Оказалось, что это уже было началом спектакля. И только те, кому Олег ещё не успел написать роли, ходили, как потерянные. Пришлось экстренно снабжать бедолаг хоть какими-то словами, после чего и они мгновенно переменились.
Люди выходили из воды молодыми и даже загоревшими уже. Они знакомились по новой и сразу поголовно влюблялись друг в дружку, напрочь забывая о том, кем были они ещё вчера.
Аглая Григорьевна привела на утреннее купание сразу пятерых, взявшихся неведомо откуда ребятишек. (Неужели бутафорских?) Ребятишки выглядели абсолютно подлинными, мамочка — полный отпад. Мужчины просто глаз не могли оторвать от неё, но смотрели, как на не принадлежащее никому персонально произведение искусства — общенародное достояние…

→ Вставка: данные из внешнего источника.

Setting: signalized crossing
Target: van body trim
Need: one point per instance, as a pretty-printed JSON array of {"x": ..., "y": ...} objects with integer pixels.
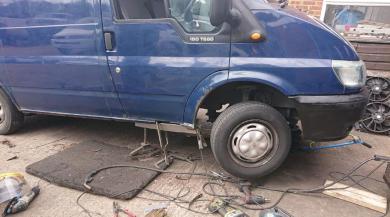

И в целом же все чувствовали себя тем, кем хотели чувствовать всю жизнь, а если не хотели, так теперь увидели, как прекрасно то, о чем они даже не умели мечтать. Ну, а раз чувствовали, значит, и были…
Как быстро пролетели дни заезда, в которые никто не думал о будущем, потому что настоящее было, если можно так выразиться, невыносимо прекрасным!
О будущем, однако, думал Чебаков. И он видел, что люди слишком отвлеклись от реальности, что его пьеса получилась гениальной, но как её безболезненно завершить, он не знал. То ли опыта не хватало, то ли чего другого. А, в общем, ему больше нечего было делать в Верхне-Фугуевском, только требовалось как-то собрать декорации, смыть грим.
“Завтра снова замёрзнет пруд, выпадет снег, кончится навсегда молодость — как переживут это бедные мои старички? — думал Чебаков. — Что станется с Аглаей?”
Но он уже не мог больше ничем помочь этим людям, его энергия была на исходе. Сон в тот вечер долго не приходил, а потом навалился сразу. Глухо шумели всю ночь сосны.
А утром Чебаков первым делом выглянул в окно и увидел необъятную голубую даль. Он протёр глаза, быстренько натянул брюки и в тапочках на босу ногу выбежал на крыльцо. Снег, вопреки ожиданию, даже не подумал появиться. Более того, со всех сторон, на сколько хватало глаз, плескался океан. И только превратившийся в суверенный остров дом отдыха, с прилегающим лесным массивом, болтался единственной сушей среди кошмарных пучин…
С тех пор прошло много лет. Верхне-Фугуевский дом отдыха сочли без вести пропавшим, сильно поудивлялись на этот счет, погоревали, кому полагалось, повздыхали, кто притворно, а кто и натурально, придумали сносное объяснение феномену, да и всё. Что ещё сделаешь?
А на острове длится и длится бесконечный солнечный день. Спектакль идёт сам по себе, весёлые, жизнерадостные, любящие и любимые люди окружают Чебакова. Последний день их заезда, похоже, никогда теперь не кончится, и они всем довольны, их только слегка раздражает затесавшийся невесть как в их молодую компанию угрюмый, вечно чем-то недовольный, единственный в доме старикашка. Раздражает, но не очень. В основном они его не замечают, была нужда!
А этот старикашка не кто иной, как сам Олег Чебаков. И он чувствует себя единственной реальностью в этом придуманном им мире, потому что только на него и распространяются здесь неумолимые законы вечного времени.
А остров всё блуждает и блуждает где-то между Чёрным и Беринговым морями, а может, и между двумя разными Вселенными. Вероятно, следовало бы на всякий случай хоть координаты определить, но Чебаков этому делу не учён, да и солнце здесь никогда не заходит.